ROCKAVARIA mit IRON MAIDEN, 9.6.2018, München (Festivalbericht)

Zum dritten Mal fand dieses Jahr das ROCKAVARIA in München statt, diesmal nicht im Olympiastadion, sondern vor historisch-pompöser Kulisse am Königsplatz zwischen den klassizistischen Säulengebäuden der Propyläen und der Glyptothek, gleich hinter der Universität und mitten im Herzen Münchens. Dies ist auf der einen Seite natürlich ein großer Pluspunkt, da es kein Problem war, das Gelände mit öffentlichen Verkehrsmitteln zu erreichen und vorher noch kurz im Biergarten Löwenbräu vorbeizuschauen. Auf der anderen Seite bedeutet mitten in München halt auch einfach, dass die Kosten für die Tageskarte am Samstag bei saftigen 117 Euro lagen und das Bier mit fünf Euro definitiv Münchener Preise hatte. Wir waren für euch am ersten Tag vor Ort.

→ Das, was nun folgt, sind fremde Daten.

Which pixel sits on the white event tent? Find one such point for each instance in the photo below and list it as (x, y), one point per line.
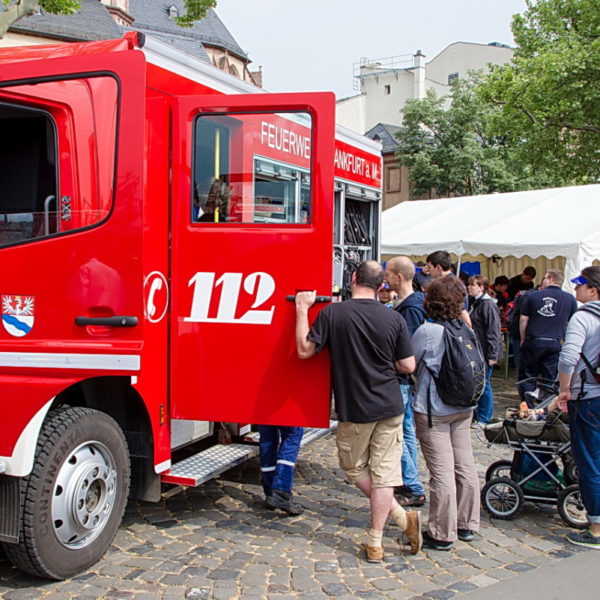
(556, 222)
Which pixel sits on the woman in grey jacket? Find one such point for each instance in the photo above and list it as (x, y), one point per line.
(485, 319)
(580, 395)
(446, 445)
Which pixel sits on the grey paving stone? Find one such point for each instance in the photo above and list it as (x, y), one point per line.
(463, 586)
(223, 574)
(335, 589)
(440, 594)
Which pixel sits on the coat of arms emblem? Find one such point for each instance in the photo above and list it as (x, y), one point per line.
(18, 314)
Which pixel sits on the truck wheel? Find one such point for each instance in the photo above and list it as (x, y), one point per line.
(75, 496)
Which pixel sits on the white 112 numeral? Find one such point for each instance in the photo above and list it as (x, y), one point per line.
(259, 285)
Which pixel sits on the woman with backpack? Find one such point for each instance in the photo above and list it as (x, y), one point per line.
(485, 319)
(579, 376)
(443, 426)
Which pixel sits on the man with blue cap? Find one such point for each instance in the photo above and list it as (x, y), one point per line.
(543, 322)
(579, 376)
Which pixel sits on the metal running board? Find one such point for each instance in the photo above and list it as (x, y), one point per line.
(208, 464)
(217, 459)
(313, 433)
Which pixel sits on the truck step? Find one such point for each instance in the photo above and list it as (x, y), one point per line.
(314, 433)
(219, 458)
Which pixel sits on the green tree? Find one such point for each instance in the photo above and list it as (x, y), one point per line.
(549, 95)
(449, 149)
(15, 9)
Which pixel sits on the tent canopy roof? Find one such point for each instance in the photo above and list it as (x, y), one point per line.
(551, 222)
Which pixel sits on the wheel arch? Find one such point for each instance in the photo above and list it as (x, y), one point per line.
(115, 396)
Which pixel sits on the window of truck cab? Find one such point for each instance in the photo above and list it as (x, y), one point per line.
(252, 169)
(58, 156)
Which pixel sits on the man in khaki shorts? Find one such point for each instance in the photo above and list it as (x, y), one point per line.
(368, 344)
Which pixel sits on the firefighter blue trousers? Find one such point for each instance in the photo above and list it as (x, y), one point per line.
(279, 446)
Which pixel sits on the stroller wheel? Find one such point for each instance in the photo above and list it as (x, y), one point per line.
(499, 468)
(571, 509)
(502, 498)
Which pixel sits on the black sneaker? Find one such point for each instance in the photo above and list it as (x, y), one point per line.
(283, 501)
(584, 538)
(412, 500)
(466, 535)
(433, 544)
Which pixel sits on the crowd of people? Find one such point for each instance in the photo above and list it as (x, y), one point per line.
(394, 347)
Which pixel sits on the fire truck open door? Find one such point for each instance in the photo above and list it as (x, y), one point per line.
(251, 225)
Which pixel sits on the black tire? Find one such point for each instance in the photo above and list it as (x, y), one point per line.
(75, 496)
(502, 498)
(499, 468)
(570, 507)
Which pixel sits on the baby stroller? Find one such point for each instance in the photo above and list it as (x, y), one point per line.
(542, 468)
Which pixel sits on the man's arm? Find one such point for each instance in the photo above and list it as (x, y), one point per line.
(304, 347)
(406, 365)
(564, 393)
(523, 320)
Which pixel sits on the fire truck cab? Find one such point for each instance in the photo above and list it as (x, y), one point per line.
(157, 217)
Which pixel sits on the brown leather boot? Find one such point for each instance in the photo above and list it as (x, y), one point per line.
(413, 530)
(374, 553)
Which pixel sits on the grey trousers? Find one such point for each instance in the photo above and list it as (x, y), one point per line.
(453, 481)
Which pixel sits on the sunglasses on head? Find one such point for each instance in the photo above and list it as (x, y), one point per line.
(581, 280)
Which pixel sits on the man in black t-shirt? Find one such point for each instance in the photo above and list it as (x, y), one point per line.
(368, 343)
(542, 326)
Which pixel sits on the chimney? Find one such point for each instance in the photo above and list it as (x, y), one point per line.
(419, 75)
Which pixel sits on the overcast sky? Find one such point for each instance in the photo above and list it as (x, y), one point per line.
(311, 45)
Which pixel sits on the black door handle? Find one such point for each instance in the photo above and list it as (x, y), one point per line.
(118, 321)
(317, 299)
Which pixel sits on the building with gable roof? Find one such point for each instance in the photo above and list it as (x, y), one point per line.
(207, 40)
(384, 86)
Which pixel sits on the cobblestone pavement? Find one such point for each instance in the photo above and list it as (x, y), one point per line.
(218, 541)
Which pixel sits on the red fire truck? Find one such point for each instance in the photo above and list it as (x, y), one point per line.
(156, 218)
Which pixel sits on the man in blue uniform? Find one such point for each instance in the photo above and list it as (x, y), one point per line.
(542, 325)
(279, 446)
(399, 274)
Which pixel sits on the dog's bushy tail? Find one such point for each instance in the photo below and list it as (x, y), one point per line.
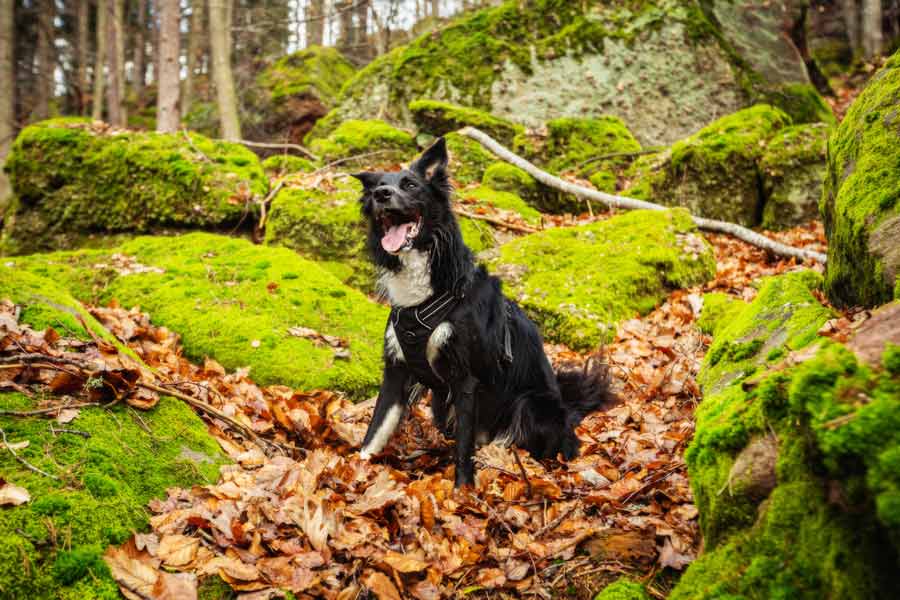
(585, 388)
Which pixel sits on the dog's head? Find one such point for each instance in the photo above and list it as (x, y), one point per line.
(404, 208)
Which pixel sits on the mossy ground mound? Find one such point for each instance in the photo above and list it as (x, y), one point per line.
(861, 201)
(793, 170)
(714, 172)
(577, 282)
(817, 529)
(235, 302)
(71, 179)
(441, 118)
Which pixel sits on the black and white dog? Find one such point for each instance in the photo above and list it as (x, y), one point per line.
(451, 330)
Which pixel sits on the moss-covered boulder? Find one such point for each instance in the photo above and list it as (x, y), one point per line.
(71, 178)
(793, 171)
(290, 95)
(665, 68)
(236, 302)
(578, 282)
(861, 200)
(440, 118)
(376, 139)
(821, 426)
(713, 173)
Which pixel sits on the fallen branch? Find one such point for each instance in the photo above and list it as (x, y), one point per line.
(275, 146)
(614, 201)
(495, 221)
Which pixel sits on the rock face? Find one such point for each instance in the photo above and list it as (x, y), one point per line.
(714, 172)
(577, 282)
(72, 178)
(236, 302)
(861, 201)
(782, 423)
(666, 69)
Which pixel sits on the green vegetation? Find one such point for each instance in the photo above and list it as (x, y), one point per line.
(860, 202)
(577, 282)
(441, 118)
(235, 302)
(714, 172)
(353, 137)
(70, 179)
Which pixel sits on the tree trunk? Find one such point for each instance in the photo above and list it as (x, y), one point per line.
(195, 53)
(7, 91)
(315, 23)
(139, 60)
(99, 61)
(872, 37)
(167, 114)
(83, 17)
(219, 34)
(113, 88)
(44, 87)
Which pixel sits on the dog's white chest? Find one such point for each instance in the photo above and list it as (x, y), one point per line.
(411, 285)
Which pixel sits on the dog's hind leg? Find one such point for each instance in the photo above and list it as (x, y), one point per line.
(463, 394)
(389, 409)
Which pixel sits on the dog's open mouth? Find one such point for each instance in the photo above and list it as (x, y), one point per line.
(399, 231)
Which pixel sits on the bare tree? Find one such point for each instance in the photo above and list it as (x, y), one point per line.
(46, 64)
(99, 61)
(219, 41)
(168, 81)
(7, 90)
(115, 110)
(195, 52)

Zunächst verzögerte sich der Einlass soweit, dass nur wenige JOHNNY GALLAGHER AND THE BOXTY BAND sehen konnten. Das lag vor allem an den Staus bei der Sicherheitskontrolle, die nicht zügig genug von den Securities bedient wurde. So konnte auch ich die Band nur aus der Ferne auf der King’s Stage sehen und den gediegenen Rock ‚n‘ Roll nur bedingt als Einstieg in den Tag nutzen. So startete für mich der Tag eigentlich erst mit den Engländern MONUMENT auf der Green Stage, die mit ihrem Heavy Metal noch nicht so lang auf der Bildfläche zu sehen sind. Beim Publikum kam ihre Spielfreude auf jeden Fall gut an, den Spaß sah man nicht nur dem dauergrinsenden Gitarristen an, sondern auch dem lederbejackten Sänger, der unablässig die Meute animierte und über die Bühne flitzte und seine großartige Stimme übte. Dabei präsentierten sie z.B. ihre Single „The Chalice“ von ihrem aktuellen Album „Hellhound“ von 2018.

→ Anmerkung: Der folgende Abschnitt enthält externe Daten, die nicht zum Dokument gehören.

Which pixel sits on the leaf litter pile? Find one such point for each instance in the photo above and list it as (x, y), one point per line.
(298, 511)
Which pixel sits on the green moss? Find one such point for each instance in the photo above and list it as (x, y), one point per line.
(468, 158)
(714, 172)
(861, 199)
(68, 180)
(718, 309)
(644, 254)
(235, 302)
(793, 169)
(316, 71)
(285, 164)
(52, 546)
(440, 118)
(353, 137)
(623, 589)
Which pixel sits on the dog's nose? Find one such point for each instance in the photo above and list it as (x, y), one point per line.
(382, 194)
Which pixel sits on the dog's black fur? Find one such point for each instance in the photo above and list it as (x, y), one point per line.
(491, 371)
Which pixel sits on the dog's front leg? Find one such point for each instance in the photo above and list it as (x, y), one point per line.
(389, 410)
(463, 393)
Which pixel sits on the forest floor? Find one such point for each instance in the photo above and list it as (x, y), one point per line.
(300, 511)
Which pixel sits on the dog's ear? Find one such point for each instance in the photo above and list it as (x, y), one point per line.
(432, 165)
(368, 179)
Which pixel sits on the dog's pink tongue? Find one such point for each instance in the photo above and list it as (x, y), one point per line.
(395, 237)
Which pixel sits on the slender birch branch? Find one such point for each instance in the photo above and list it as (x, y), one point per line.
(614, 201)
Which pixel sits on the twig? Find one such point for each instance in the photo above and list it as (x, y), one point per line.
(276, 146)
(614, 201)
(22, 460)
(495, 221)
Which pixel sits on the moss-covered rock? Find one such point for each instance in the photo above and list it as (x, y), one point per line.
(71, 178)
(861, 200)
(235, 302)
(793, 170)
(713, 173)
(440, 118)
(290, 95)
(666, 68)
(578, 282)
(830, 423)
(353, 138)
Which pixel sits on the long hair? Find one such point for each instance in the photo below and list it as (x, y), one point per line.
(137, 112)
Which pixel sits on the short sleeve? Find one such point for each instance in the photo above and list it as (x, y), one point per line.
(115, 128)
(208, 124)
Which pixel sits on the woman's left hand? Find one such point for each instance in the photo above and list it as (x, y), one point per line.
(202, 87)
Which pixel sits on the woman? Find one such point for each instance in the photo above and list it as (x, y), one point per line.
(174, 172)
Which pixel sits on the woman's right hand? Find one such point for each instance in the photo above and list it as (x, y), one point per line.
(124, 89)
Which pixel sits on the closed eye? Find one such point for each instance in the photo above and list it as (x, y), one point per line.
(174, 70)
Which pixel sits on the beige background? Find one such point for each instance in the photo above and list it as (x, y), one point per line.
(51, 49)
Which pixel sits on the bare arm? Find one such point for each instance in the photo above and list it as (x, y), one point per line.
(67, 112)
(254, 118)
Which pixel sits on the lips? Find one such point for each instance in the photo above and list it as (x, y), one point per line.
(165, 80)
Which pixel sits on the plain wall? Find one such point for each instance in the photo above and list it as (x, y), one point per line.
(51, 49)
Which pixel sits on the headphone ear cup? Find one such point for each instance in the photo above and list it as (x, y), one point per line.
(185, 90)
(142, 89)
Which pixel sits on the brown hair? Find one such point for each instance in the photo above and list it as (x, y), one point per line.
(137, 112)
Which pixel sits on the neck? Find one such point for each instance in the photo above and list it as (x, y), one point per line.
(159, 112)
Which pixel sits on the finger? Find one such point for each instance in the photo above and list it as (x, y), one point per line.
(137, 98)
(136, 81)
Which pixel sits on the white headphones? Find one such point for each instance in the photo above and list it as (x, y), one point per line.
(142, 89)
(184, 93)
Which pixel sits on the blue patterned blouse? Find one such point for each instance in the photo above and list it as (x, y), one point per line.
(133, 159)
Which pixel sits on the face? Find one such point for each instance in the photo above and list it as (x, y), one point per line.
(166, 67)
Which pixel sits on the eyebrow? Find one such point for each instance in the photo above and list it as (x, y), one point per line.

Einen kurzen Blick konnte ich auf die Österreicher TUXEDOO werfen, die mit ihrem ganzen Equipment eine große Bühne definitiv benötigen, denn sie fahren drei Schlagzeuger inklusive Milchkanne und Kuhglocken, sowie drei Sänger für ihren Metalcore auf. Musikalisch konnten mich die sechs trotz Lederhosen und Kostümen nicht recht überzeugen. Anschließend ging es auf der Green Stage weiter mit DRAGONFORCE, die ihre Fans fast eine halbe Stunde warten ließen. Grund dafür waren wohl technische Probleme, die sich partout nicht lösen ließen. Den Leuten verhagelte dies aber nicht die Laune, schließlich knallte zu diesem Zeitpunkt sowohl die Sonne als auch das Bier schon recht ordentlich. Auch den routinierten Jungs aus London schien die Laune noch nicht vergangen zu sein, die Stimme von Sänger Marc brauchte aber ein bisschen, um auf Betriebstemperatur und in die Höhen zu kommen. Outfittechnisch sind die Heavy Metaller natürlich auch ganz weit vorne in der Klischeeskala, Leggings und weiße Turnschuhe inklusive. Auf der King’s Stage ging es derweil weiter mit der Melodic Metal Band THE RAVEN AGE, deren Gitarrist tatsächlich der Sohn von IRON MAIDENs Steve Harris ist. Die etwas ruhigeren Töne präsentierten sich professionell und ausgewogen und kamen bei den Fans gut an.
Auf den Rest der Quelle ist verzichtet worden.